# So. Might be time to go tapeless. Massive ZFS deployment?



## zebra (Jan 2, 2014)

Hi all. First time poster, long time lurker.

I'm after the wisdom of the crowd. I've been a big tape user for large HSM based fileservers for a long time. I use high end HSM filesystems such as DMF and SAM-QFS for peta-scale storage and data integrity requirements. Currently under management of around ~3 PB of data. Here is the thing though. 3 PB of data isn't that much any more (that fits in a couple of racks of disk given many 84 drive bay solutions from the likes of Dell, EMC and DDN) - and filesystem data integrity validation has come a long, long way, as has filesystem recoverability. I'm considering (as a consequence of some of the obvious usability issues that disk --> slower disk --> tape based HSM solutions create) moving to an all disk world for my primary file server technology and keeping monsters such as SAM-FS/QFS on the side for the "deep archive" vaulting of massive, massive data. 

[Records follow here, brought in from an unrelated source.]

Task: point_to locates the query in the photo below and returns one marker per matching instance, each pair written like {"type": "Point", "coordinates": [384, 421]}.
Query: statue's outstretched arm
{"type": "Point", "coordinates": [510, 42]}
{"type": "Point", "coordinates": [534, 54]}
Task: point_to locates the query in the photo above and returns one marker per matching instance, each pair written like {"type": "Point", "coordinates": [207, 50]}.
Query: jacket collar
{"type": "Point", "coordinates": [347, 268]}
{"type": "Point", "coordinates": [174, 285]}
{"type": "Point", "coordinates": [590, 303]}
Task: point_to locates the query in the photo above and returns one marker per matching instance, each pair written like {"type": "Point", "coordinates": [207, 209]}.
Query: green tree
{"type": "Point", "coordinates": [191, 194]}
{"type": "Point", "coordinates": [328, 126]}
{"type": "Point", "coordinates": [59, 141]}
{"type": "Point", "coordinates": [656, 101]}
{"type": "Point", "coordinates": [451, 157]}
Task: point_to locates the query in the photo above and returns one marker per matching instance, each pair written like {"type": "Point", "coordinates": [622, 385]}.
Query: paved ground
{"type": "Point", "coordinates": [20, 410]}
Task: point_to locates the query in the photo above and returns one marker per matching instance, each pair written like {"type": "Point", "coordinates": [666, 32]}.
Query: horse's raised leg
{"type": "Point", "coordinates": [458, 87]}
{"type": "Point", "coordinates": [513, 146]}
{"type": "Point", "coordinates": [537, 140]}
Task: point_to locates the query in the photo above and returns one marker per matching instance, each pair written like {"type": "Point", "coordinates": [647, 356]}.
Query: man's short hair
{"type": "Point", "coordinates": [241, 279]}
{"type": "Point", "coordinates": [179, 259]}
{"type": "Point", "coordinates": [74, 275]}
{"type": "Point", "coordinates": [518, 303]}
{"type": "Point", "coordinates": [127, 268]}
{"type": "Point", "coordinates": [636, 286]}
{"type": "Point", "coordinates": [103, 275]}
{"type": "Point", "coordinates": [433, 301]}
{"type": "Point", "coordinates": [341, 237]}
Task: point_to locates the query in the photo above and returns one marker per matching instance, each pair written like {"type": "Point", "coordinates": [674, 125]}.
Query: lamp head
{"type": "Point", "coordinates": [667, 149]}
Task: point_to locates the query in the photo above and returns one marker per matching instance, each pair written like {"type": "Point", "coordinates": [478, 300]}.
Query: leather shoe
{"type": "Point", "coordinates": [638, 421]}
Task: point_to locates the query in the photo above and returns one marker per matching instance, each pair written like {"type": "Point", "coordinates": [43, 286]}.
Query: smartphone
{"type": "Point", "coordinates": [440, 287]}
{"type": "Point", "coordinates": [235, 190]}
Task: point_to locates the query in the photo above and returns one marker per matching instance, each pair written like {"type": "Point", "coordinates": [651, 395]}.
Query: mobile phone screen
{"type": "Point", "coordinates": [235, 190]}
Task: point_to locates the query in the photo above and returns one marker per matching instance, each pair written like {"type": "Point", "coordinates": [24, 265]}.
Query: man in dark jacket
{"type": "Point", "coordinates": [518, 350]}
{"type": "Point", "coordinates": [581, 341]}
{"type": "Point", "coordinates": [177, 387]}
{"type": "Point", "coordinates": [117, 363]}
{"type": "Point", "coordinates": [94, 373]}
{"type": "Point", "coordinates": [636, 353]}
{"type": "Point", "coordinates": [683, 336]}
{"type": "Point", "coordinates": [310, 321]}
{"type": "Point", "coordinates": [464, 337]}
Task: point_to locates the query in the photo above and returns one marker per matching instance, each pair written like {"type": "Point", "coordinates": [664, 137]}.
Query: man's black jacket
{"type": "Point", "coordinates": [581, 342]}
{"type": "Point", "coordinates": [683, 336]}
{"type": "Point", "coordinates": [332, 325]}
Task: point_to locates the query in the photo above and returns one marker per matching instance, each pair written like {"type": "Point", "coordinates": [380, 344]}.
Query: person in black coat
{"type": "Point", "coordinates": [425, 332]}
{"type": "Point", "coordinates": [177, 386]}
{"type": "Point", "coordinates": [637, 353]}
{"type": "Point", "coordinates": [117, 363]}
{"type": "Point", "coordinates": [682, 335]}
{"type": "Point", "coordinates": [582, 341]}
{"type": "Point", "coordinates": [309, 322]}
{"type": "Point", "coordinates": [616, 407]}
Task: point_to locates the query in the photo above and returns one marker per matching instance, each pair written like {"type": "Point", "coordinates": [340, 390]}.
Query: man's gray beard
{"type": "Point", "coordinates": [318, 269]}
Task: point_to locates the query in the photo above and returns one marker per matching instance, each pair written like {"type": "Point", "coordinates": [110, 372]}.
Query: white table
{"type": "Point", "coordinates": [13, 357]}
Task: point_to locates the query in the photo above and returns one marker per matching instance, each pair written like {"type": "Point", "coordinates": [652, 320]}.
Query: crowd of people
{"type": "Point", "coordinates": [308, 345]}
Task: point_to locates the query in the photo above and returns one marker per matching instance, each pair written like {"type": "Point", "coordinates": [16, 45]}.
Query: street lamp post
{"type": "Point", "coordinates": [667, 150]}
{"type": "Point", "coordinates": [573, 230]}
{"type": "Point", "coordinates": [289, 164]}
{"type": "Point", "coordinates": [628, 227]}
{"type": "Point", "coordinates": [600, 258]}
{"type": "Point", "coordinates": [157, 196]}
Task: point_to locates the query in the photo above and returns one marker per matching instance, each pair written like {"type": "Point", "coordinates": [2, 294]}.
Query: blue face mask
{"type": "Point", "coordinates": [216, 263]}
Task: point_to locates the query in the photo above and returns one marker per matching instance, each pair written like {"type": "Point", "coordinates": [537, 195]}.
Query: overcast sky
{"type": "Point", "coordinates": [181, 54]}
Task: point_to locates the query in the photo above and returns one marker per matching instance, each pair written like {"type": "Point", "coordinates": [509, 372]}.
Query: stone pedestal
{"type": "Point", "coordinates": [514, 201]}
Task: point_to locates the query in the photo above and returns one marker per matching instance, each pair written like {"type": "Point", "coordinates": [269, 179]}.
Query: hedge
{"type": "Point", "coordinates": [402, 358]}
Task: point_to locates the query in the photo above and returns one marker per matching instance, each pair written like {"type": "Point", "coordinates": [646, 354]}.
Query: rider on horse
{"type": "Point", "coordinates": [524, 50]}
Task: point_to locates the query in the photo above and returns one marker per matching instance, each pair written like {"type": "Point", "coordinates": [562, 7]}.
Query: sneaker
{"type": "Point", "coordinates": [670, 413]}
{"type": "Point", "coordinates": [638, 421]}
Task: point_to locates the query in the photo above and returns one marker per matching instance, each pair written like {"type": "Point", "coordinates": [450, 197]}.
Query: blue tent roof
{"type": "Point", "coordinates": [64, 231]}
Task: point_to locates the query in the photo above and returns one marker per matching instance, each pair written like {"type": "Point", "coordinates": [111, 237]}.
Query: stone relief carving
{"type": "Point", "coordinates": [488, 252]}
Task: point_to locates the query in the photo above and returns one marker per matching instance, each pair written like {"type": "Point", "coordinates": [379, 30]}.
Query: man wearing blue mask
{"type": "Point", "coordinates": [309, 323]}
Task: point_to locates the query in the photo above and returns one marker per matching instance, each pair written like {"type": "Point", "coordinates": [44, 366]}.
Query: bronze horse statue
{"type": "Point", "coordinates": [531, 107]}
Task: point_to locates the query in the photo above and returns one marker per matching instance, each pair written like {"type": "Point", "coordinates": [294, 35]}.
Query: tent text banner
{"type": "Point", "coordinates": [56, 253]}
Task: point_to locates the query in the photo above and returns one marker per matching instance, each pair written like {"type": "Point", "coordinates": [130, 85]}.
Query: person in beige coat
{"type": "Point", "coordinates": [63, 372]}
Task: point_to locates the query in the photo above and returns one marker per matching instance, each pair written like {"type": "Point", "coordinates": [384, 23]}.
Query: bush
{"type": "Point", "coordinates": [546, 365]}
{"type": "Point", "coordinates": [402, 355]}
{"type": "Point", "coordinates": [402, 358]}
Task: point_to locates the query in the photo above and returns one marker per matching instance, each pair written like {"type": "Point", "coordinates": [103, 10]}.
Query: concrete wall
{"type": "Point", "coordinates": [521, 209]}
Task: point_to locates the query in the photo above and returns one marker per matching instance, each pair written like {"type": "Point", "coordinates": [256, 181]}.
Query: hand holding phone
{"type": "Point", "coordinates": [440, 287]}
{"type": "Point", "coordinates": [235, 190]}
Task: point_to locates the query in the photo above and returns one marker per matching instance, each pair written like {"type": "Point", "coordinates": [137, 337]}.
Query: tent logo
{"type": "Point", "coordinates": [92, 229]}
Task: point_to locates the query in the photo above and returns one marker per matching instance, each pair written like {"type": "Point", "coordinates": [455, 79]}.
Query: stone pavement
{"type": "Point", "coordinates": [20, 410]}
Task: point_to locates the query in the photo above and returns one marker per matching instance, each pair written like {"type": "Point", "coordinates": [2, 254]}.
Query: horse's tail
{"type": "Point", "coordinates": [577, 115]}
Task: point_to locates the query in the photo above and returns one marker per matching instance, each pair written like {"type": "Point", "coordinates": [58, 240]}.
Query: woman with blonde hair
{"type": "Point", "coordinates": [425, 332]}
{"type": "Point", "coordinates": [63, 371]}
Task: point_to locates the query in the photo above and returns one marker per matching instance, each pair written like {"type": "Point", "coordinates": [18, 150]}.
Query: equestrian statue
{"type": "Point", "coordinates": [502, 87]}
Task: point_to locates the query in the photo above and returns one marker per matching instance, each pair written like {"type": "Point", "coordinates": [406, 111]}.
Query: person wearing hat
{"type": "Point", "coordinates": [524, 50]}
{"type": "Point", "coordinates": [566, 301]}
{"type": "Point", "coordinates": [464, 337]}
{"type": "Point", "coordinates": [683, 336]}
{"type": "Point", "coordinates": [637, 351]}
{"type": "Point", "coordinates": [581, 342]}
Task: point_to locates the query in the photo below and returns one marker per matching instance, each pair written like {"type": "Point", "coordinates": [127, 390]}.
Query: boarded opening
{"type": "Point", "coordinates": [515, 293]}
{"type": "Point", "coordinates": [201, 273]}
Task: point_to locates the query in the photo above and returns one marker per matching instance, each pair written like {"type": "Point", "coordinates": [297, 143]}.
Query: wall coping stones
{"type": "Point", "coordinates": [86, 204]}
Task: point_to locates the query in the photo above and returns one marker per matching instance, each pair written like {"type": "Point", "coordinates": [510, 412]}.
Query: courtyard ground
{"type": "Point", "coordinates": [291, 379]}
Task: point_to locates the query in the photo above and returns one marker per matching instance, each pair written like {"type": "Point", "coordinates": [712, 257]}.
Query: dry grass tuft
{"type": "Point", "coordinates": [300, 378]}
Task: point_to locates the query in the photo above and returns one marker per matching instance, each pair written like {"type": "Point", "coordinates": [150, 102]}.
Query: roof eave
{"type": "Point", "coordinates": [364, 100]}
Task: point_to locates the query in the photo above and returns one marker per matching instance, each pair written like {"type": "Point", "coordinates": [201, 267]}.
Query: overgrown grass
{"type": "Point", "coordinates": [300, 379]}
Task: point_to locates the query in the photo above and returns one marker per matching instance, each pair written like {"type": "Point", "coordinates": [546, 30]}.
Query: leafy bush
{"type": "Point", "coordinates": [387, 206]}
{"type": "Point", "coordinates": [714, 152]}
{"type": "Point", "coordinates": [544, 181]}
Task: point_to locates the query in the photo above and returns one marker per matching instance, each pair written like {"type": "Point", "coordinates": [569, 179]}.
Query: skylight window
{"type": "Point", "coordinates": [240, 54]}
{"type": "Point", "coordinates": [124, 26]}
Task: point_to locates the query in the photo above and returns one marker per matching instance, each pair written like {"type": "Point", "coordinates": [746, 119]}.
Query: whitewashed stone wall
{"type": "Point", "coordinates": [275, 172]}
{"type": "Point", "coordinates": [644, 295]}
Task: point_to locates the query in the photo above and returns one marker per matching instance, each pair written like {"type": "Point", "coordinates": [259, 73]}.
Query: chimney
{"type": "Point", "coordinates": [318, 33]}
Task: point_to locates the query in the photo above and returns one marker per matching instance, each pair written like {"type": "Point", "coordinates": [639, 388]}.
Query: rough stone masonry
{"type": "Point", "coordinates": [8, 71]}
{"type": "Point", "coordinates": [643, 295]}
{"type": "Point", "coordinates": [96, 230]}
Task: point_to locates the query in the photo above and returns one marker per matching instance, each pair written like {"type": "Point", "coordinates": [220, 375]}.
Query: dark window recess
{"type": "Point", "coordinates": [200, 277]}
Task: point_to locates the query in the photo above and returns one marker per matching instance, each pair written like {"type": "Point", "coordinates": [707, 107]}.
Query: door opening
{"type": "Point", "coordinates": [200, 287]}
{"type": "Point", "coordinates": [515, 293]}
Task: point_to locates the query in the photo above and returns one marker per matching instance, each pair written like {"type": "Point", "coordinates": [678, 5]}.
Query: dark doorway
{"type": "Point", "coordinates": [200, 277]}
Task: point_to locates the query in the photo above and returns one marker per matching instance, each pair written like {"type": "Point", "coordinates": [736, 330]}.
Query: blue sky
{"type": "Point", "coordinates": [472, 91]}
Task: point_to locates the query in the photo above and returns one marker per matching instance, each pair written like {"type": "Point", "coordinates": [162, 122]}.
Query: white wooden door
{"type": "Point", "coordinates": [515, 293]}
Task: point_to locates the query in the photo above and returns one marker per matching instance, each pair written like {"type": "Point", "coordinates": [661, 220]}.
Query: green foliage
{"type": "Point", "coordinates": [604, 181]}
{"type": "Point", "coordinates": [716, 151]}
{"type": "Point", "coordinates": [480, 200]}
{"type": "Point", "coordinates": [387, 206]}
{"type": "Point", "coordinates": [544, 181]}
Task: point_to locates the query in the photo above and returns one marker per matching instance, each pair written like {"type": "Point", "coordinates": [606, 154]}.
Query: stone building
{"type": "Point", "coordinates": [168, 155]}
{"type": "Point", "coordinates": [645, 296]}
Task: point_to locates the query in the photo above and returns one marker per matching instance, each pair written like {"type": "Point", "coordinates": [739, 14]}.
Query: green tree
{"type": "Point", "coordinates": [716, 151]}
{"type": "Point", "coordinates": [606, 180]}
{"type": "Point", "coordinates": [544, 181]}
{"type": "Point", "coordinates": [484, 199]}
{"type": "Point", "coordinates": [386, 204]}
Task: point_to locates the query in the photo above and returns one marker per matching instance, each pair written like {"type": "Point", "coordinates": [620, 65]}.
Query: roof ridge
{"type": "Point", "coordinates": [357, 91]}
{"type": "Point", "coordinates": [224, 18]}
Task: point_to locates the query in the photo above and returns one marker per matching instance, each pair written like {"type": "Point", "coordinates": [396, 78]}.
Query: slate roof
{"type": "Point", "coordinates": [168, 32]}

I work in an industry where a few terabytes a day between friends is kind of normal in terms of user generated data, so scale is important. So - if money were not of consequence here, and in an ideal world, I would have been considering something like this:

 Build a whomping massive IB or FC connected (or SAS Gen3 maybe!) connected array next to a FreeBSD/Solaris 11.1/OmniOS distribution controlling it from a ZFS perspective. Share it out, quota it, CIFS's, NFS, whatever.
 Build a _secondary_ whomping massive IB or FC (or SAS gen3) connected array running an identical distribution and "send sideways" ZFS snapshots daily as a data integrity and protection mechanism.
 Cron `zpool scrub`'s weekly in slow times /non peak load time frames to try and maintain on disk consistency etc.
 Considering a RAID-Z2 or RAID-Z3 given the significant number of spindles involved. I dare say I'll consider LOG/ZIL as a result of some of the workload dealing with async/sync NFS writes and reads commonly.
I'm just interested in people's thoughts about the idea of _just_ using disk based systems for big, big data. I come from a background where many of my associates would say 





> What are you, bats#$#t insane? Where is your tape DR?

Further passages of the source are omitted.